Śmierć Edwardsa to wielka strata dla świata wyścigów. Od 2008 roku utalentowany kierowca notował kapitalne wyniki w serii Porsche Supercup. W tym sezonie był zdecydowanym liderem serii. Na początku listopada w Abu Zabi miał przypieczętować triumf w tegorocznej edycji Porsche Supercup.

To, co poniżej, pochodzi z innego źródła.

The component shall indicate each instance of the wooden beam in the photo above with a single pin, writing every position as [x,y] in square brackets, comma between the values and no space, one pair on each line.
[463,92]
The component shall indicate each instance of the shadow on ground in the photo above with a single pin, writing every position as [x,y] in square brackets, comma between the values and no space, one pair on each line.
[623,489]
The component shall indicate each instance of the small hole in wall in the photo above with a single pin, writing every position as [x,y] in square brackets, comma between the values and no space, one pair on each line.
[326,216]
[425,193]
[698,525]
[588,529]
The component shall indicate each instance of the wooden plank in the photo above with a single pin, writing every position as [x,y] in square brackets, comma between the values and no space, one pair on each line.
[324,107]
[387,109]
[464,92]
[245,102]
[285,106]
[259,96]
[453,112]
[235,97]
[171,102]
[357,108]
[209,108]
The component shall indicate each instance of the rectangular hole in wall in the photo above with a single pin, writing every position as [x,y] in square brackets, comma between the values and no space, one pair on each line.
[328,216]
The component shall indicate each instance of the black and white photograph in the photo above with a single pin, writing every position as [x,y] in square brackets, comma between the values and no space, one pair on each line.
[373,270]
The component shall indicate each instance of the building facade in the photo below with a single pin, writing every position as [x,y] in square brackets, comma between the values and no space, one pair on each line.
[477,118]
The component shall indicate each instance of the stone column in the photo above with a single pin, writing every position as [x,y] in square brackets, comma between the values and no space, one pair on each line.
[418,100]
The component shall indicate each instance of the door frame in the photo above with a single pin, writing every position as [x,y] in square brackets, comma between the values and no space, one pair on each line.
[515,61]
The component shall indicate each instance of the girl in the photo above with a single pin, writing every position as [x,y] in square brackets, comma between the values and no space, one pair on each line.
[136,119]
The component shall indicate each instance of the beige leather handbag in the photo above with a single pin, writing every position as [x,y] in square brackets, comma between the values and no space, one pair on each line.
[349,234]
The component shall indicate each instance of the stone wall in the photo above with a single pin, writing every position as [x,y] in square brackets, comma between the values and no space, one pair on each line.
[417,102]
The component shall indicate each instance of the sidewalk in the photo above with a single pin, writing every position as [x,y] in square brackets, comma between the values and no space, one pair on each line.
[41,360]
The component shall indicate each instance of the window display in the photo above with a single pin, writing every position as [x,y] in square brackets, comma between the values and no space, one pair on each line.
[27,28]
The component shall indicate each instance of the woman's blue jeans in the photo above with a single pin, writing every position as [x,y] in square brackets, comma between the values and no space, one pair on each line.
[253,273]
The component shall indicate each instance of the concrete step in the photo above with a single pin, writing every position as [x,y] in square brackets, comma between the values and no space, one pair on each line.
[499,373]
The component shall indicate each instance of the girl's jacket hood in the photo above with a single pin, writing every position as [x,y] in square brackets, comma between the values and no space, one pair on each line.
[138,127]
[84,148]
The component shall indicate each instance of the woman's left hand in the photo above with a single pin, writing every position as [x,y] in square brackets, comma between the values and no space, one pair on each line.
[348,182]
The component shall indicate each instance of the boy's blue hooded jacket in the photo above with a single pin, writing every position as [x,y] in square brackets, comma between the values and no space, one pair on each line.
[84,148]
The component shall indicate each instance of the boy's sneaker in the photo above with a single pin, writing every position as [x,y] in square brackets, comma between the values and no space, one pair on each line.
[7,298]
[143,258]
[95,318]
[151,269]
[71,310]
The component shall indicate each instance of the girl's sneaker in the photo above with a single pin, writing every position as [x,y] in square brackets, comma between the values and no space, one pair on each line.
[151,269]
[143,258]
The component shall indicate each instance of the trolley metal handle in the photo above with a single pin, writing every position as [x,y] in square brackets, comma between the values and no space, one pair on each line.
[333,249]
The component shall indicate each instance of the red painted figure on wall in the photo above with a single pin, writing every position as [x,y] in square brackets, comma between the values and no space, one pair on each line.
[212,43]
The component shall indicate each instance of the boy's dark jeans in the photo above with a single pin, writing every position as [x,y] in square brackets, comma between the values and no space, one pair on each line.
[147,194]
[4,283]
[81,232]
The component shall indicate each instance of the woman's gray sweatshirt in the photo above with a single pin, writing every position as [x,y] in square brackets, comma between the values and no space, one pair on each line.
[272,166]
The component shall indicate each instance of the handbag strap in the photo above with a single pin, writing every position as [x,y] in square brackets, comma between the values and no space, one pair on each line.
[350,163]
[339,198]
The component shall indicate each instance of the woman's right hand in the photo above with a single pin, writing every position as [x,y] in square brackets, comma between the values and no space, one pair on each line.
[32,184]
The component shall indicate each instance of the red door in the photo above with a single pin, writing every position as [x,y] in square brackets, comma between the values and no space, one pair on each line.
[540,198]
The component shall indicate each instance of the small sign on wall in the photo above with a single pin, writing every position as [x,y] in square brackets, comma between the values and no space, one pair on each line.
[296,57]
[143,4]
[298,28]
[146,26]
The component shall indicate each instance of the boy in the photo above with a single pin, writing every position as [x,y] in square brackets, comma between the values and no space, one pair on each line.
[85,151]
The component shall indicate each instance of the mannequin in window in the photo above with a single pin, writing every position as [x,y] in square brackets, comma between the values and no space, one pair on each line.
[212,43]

Edwards wielokrotnie toczył emocjonujące pojedynki z Kubą Giermaziakiem. Do kierowcy z Godurowa informacja o śmierci rywala dotarła podczas pobytu w Stanach Zjednoczonych. - Na początku było niedowierzanie. Myślałem, że to jakiś ponury żart. Sean nie tylko był moim rywalem z toru. Był moim przyjacielem. Zawsze wyznawałem zasadę, że nie nawiązuje bliższych kontaktów z kierowcami, z którymi rywalizuję na torze. Sean Edwards był wyjątkiem… Jeszcze wczoraj rozmawiałem z nim przez telefon. Przekazuję wyrazy szczerego współczucia rodzinie i wszystkim bliskim Seana Edwardsa – powiedział zawodnik Verva Racing Team.
Kuba miał okazję nie tylko rywalizować na torze z Seanem Edwardsem, ale również walczyć z nim w jednym teamie. Podczas wyścigu Rolex 24 at Daytona Giermaziak, Edwards, a także Patrick Pilet i Henrique Cisneros stanowili zespół.